Menurut Campbell et al (1999), menjelaskan bahwa, pada sebagian besar tumbuhan, stomata lebih banyak di permukaan bawah daun dibandingkan dengan permukaan atas. Adaptasi ini akan meminimumkan kehilangan air yang terjadi lebih cepat melalui stomata pada bagian atas suatu daun yang terkena matahari, ini sejalan dengan penelitian sebelumnya bahwa jumlah kerapatan stomata di bawah permukaan daun itu lebih tinggi dibandingkan di atas daun pada jenis tumbuhan peneduh jalan, sehingga semakin tinggi jumlah kerapatan stomata, semakin tinggi pula potensi menyerap logam berat atau partikel di udara.

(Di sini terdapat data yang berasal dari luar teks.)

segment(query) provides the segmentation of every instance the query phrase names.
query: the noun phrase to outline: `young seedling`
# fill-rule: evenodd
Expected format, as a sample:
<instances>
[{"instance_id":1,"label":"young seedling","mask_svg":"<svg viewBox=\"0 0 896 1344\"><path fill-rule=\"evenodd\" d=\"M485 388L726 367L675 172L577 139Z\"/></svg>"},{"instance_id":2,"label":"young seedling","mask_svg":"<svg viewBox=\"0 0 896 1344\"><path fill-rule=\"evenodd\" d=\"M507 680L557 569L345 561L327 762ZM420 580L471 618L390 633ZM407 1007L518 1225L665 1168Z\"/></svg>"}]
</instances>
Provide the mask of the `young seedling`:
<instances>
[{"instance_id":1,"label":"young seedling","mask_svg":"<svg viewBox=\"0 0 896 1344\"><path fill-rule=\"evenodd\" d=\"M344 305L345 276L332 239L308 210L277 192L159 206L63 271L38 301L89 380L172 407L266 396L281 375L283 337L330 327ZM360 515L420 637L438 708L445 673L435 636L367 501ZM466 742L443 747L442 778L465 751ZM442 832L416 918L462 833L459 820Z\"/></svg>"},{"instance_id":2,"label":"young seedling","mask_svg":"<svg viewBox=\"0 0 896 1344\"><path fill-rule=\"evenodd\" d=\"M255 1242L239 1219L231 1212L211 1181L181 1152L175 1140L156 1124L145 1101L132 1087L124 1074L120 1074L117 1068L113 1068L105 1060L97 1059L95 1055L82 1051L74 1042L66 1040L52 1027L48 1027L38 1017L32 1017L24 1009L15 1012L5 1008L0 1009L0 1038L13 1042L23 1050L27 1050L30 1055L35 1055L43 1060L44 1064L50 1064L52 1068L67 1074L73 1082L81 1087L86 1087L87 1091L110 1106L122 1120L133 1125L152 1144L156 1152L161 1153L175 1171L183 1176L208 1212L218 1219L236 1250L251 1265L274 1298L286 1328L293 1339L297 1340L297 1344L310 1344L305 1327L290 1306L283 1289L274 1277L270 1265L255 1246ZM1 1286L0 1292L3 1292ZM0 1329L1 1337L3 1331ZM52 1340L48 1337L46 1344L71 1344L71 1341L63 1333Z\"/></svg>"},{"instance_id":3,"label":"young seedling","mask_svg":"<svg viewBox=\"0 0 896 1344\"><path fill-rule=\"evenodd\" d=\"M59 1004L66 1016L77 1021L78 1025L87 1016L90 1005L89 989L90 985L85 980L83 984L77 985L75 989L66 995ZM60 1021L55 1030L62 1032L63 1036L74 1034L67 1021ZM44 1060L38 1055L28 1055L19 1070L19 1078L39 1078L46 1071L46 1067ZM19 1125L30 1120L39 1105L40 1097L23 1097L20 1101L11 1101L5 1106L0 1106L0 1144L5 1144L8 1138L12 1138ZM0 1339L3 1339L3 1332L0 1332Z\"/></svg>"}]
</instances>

Menurut Estiti ( 1995), ada empat tipe stomata berdasarkan susunan sel epidermis yang ada di samping sel penutup. Tipe anomositik atau tipe Ranunculaceae dimana sel penutup dikelilingi oleh sejumlah sel yang tidak berbeda ukuran dan bentuknya dari sel epidermis lainnya. Tipe ini umumnya terdapat pada Ranunculaceae, capparidaceae, Cucurbitaceae, Malvaceae. Tipe anisositik atau tipe Cruciferae dimana sel penutup dikelilingi tiga buah sel tetangga yang tidak sama besar. Tipe ini umum terdapat pada Cruciferae, Nicotiana, Solanum. Tipe parasitik atau jenis Rubiaceae dimana sel penutup diiringi sebuah sel tetangga atau lebih dengan sumbu panjang sel tetangga itu sejajar sel sumbu penutup serta celah. Tipe ini umum terdapat pada Rubiaceae, Magnoliaceae, Convolulaceae, Mimosaceae. Tipe diasifik atau tipe Caryophyllaceae yang setiap stomata dikelilingi dua sel tetangga. Dinding bersama dari kedua sel tetangga itu tegak lurus terhadap sumbu melalui panjang sel penutup serta celah. Tipe ini umum terdapat pada Caryophyllaceae, Acanthaceae.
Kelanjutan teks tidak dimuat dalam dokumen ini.